Survey: Majority of Haredim approve of Netanyahu, want Gazans expelled

New survey finds a majority of Haredim approve of Israel’s handling of the Israel-Hamas war and want to see Israel take over Gaza after the war

Attendees at the pro-Israel rally in DC last November. Photo: Eli Feldblum

Feb 21, 2024 5:20 PM


A survey published earlier this month found that two thirds of Haredim approve of Bibi Netanyahu’s handling of the Israel-Hamas war. In addition, a strong majority of Haredim want Gaza’s residents permanently expelled.

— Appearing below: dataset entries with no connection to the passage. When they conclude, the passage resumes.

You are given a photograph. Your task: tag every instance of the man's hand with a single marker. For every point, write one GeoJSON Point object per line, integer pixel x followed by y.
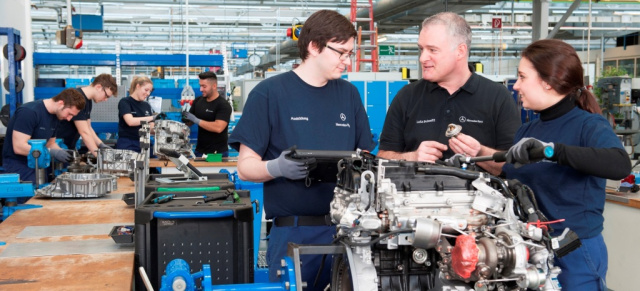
{"type": "Point", "coordinates": [61, 155]}
{"type": "Point", "coordinates": [283, 167]}
{"type": "Point", "coordinates": [465, 145]}
{"type": "Point", "coordinates": [191, 117]}
{"type": "Point", "coordinates": [104, 146]}
{"type": "Point", "coordinates": [430, 151]}
{"type": "Point", "coordinates": [518, 154]}
{"type": "Point", "coordinates": [160, 116]}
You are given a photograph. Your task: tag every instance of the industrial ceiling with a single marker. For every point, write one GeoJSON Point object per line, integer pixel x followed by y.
{"type": "Point", "coordinates": [259, 26]}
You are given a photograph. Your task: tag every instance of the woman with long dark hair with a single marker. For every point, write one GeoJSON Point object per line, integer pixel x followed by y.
{"type": "Point", "coordinates": [571, 184]}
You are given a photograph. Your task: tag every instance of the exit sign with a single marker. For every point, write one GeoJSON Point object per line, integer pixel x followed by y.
{"type": "Point", "coordinates": [496, 23]}
{"type": "Point", "coordinates": [387, 50]}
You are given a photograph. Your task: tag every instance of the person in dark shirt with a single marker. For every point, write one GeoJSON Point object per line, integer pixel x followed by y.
{"type": "Point", "coordinates": [571, 184]}
{"type": "Point", "coordinates": [211, 112]}
{"type": "Point", "coordinates": [102, 88]}
{"type": "Point", "coordinates": [38, 120]}
{"type": "Point", "coordinates": [132, 111]}
{"type": "Point", "coordinates": [418, 117]}
{"type": "Point", "coordinates": [313, 108]}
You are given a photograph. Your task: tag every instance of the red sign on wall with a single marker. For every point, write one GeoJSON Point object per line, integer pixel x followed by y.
{"type": "Point", "coordinates": [496, 23]}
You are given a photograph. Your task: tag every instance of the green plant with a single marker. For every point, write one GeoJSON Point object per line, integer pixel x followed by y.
{"type": "Point", "coordinates": [608, 71]}
{"type": "Point", "coordinates": [611, 71]}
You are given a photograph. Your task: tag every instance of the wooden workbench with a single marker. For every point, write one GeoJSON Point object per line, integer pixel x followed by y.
{"type": "Point", "coordinates": [110, 270]}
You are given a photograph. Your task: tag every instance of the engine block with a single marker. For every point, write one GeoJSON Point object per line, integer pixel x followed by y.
{"type": "Point", "coordinates": [173, 135]}
{"type": "Point", "coordinates": [464, 225]}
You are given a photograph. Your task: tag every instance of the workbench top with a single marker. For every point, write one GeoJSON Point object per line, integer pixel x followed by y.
{"type": "Point", "coordinates": [226, 162]}
{"type": "Point", "coordinates": [65, 245]}
{"type": "Point", "coordinates": [624, 198]}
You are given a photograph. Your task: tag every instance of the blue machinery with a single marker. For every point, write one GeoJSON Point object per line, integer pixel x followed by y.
{"type": "Point", "coordinates": [10, 189]}
{"type": "Point", "coordinates": [15, 96]}
{"type": "Point", "coordinates": [178, 278]}
{"type": "Point", "coordinates": [10, 186]}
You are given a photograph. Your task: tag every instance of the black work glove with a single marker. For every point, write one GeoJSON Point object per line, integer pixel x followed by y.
{"type": "Point", "coordinates": [518, 154]}
{"type": "Point", "coordinates": [288, 168]}
{"type": "Point", "coordinates": [160, 116]}
{"type": "Point", "coordinates": [104, 146]}
{"type": "Point", "coordinates": [61, 155]}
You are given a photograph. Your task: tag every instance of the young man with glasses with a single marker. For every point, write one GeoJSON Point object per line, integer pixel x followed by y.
{"type": "Point", "coordinates": [102, 88]}
{"type": "Point", "coordinates": [311, 108]}
{"type": "Point", "coordinates": [38, 119]}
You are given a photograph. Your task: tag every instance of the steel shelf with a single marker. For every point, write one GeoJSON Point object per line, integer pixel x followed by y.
{"type": "Point", "coordinates": [80, 59]}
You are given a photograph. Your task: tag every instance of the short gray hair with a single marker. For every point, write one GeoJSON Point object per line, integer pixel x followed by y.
{"type": "Point", "coordinates": [456, 26]}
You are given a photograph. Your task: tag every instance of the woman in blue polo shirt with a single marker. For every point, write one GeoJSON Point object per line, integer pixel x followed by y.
{"type": "Point", "coordinates": [571, 184]}
{"type": "Point", "coordinates": [132, 111]}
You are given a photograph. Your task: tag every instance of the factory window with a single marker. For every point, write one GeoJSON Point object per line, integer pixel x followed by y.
{"type": "Point", "coordinates": [607, 64]}
{"type": "Point", "coordinates": [628, 65]}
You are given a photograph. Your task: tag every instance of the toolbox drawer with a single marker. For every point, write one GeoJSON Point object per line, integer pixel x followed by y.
{"type": "Point", "coordinates": [218, 233]}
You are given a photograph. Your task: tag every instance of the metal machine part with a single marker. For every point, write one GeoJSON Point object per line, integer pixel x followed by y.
{"type": "Point", "coordinates": [172, 135]}
{"type": "Point", "coordinates": [191, 173]}
{"type": "Point", "coordinates": [81, 164]}
{"type": "Point", "coordinates": [139, 164]}
{"type": "Point", "coordinates": [78, 185]}
{"type": "Point", "coordinates": [453, 130]}
{"type": "Point", "coordinates": [402, 223]}
{"type": "Point", "coordinates": [116, 162]}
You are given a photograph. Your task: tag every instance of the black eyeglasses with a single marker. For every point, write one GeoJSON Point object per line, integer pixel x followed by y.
{"type": "Point", "coordinates": [105, 93]}
{"type": "Point", "coordinates": [343, 55]}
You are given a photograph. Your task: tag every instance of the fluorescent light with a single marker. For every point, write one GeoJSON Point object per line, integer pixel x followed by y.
{"type": "Point", "coordinates": [626, 13]}
{"type": "Point", "coordinates": [574, 12]}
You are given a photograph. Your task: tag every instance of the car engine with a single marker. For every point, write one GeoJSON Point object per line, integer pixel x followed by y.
{"type": "Point", "coordinates": [421, 226]}
{"type": "Point", "coordinates": [172, 135]}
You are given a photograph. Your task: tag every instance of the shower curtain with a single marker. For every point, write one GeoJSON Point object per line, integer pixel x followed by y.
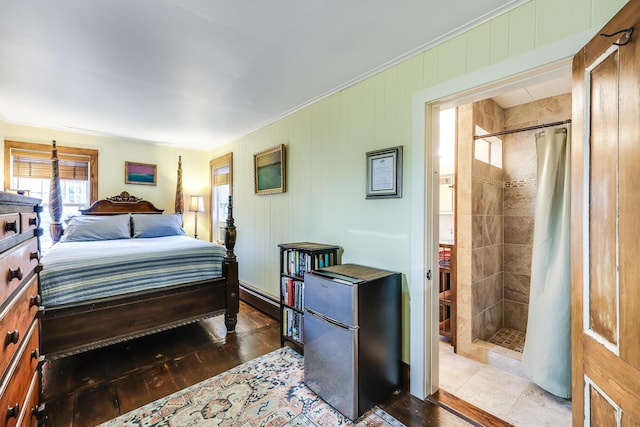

The study, which was conducted in January by Nishma Research, a research organization that focuses on the Orthodox Jewish community, along with historian David Myers, surveyed 590 Haredim, most of whom were Americans, about their opinions on the Israel-Hamas war. The results found that, even though Haredi communities have historically identified as non-Zionist, Haredim still hold overwhelmingly hawkish views on the war: 68% believe that Israeli Prime Minister Netanyahu and his government are handling the war well, and 57% want to see Gaza residents permanently expelled, with the same number believing Israel should take over Gaza after the war. 

In fact, Haredim may hold more right wing views on these issues than most Israelis. A poll published in January found that only 15% of Israelis want Netanyahu to stay in office after the war ends.

Responding to a short-answer question, one Haredi participant in the anonymous survey tried to capture the complexity of views held in at least one Hasidic sect. “It's important to understand that Lubabvitch is 100% non-Zionist, but in a sense we are to the right of even the most extreme Zionist politicians,” the participant said.

Haredi communities have historically identified as non-Zionist, usually because they disagree with the Israeli state’s secular orientation, or because they believe Jews should not have a sovereign state before the arrival of the Messiah. Still, many feel strong affection toward Israel because of its historical significance in Jewish religious life. Many Haredim also have family members in Israel and may have spent some of their school years there. In recent years, Haredim have also been leaning increasingly toward right-wing political views.

Twenty-four percent of Haredi survey respondents to the survey said that they have become more Zionist in their views since the war began on Oct. 7. But the trend did not hold among all Haredi groups: nearly a third of the 35 Satmar Hasidim who responded said they’ve become more anti-Zionist since the war began.

One Haredi respondent said that far-right Israeli politicians provoked and inflamed tensions with Muslims, Referring to Itamar Ben Gvir, Israel’s Minister of National Security, he wrote, “Ben Gvir's provocations were not done in order to protect Jews.” The respondent added, “Although I recognize that Ben Gvir isn't really at fault for the Oct. 7 attacks, and that the fault lies entirely with Hamas, I don't think his provocations helped matters.”

Indeed, the survey’s results may be skewed in a way that over-represents Haredi communities more likely to support the Israeli military. More Litvish than Hasidic Jews participated in the survey, and far more Chabad Hasidim than Satmar. Additionally, the survey was conducted online, and many Haredim, especially in the more insual Hasidic communities, do not use the internet.

Nishma, which also surveyed Modern Orthodox Jews, found respondents by sending email blasts through the news sites Vos Iz Neias, Matzav, Queens Jewish Link, and the organization Jewish Charedi Network, which sells ads on Orthodox news sites. It also surveyed people who participated in previous Nishma surveys.

In recent months, controversy has flared up repeatedly within Haredi communities over whether and how to support Israel’s war. Most notably, Jews from the Haredi enclaves of Crown Heights, Lakewood, and Borough Park attended a pro-Israel rally in Washington, D.C. in November — even as Haredi leaders expressed mixed views over the event. At Agudath Israel of America, an organization that lobbies for Haredi interestes, some members of the Council of Torah Sages, the organization’s rabbinic advisory board, voiced dissent over other Agudah leaders’ support for the rally.

Elsewhere in the Haredi world, popular Hasidic singers, such as Motty Illowitz and Lipa Schmeltzer, came under heavy scrutiny within the anti-Zionist Satmar world for expressing support for the State of Israel and its military.